In 2016, Be Inspired Films’ filmmaker Ravinol Chambers, and friend of TEDxLondon, set out on a 1,800 km Tuk Tuk trip in India to raise money for a local girls’ education charity. What started out as a fundraising trip became a personal journey to understand the challenges of gender discrimination and attitudes towards girls’ education. The challenges faced by girls in India are many and complex, often linked to entrenched traditional, cultural and religious practices. This led Ravinol to make Road to Vrindavan, a feature- length documentary of stories told by the girls, women and changemakers he met.
For International Day of the Girl Child, TEDxLondon sat down with Ravinol to hear an update on the story of his journey to make the film.
12 MILLION GIRLS ARE BORN EACH YEAR IN INDIA
1 MILLION DO NOT LIVE TO SEE THEIR 1ST BIRTHDAY
3 MILLION DO NOT LIVE TO SEE THEIR 15TH BIRTHDAY
1 IN 6 GIRLS DIES AS A RESULT OF GENDER DISCRIMINATION
47% OF GIRLS ARE MARRIED BEFORE THEY ARE 18
“A good friend asked me if I wanted to go on an 1800km roadtrip along the west coast of India in a Tuk Tuk to raise money for a girls’ education charity. At the time, I didn’t know much about the issue, but the charity’s main school was in the same village I lived in 20 years ago as a Hare Krishna monk. Being invited back to this village felt like an important sign to go.

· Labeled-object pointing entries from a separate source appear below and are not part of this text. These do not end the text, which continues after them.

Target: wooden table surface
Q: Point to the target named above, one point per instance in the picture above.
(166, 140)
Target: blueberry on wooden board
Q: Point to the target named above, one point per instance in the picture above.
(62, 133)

As a filmmaker, I decided to film the journey and explore why, in a country where I learnt women were to be respected, are girls struggling to access education.
Once in India, we faced difficulties accessing the communities and girls we wanted to speak to. Due to long distances, we arrived at destinations later than planned; being unknown in these communities meant many people wouldn’t speak to us. Back in the UK, I put together a trailer to engage partners for the documentary.
I received lots of encouraging feedback, but also the challenge, ‘Why are you doing this as a man?’, ‘Will you be able to do the subject matter justice?’
It really got me thinking. I decided to consult with experts working in girls’ education internationally to share my experience and the hunch I had, that surely we must involve men in the effort to effect change in this area. When I interviewed Shikha Uberoi, one of India’s all-time greatest tennis players, she explained that if you educate a girl but don’t educate her wider community, then you “educate her into isolation”, as males in a girl’s family and community often feel undermined and threatened by a girl’s education. In order to help these girls access education, we must bring men and boys along on the journey too.
I decided to go back and spent another month visiting rural villages across India, hearing first hand from many wonderful young women and men who are stepping forward as role models for others in the community to effect positive change.
One story that really stands out is Manisha’s. Living in a rural Maharashtra, Manisha was once shy and quiet – that was until she was invited to become part of an action research project where she documented the lives of the girls in her village, the challenges they face and their hopes for the future. Through this project, Manisha and her peers grew in confidence, formed a committee and elected a representative to the Panchayat – the local village council, which was groundbreaking for this village. When we met Manisha, she stood out as a natural leader within her community. Manisha’s story shows that once girls are supported by their community to be heard, they are able to effect powerful change.
As a filmmaker, you are primarily a conduit for other people’s stories, so it was imperative to hear the voices of girls, women and communities directly. But I also had to be honest in my storytelling and show how my own experiences were part of the stories we were hearing. Having been a celibate monk in my twenties, I lived in a part of India that held very conservative views about women and girls. Returning to the village after 20 years and hearing these views from a senior monk was extremely challenging. Every man – regardless of their background – is working through their own views and attitudes towards women. I want Road to Vrindavan to show that anyone can go on this journey, to change their mindset and support girls and women worldwide.”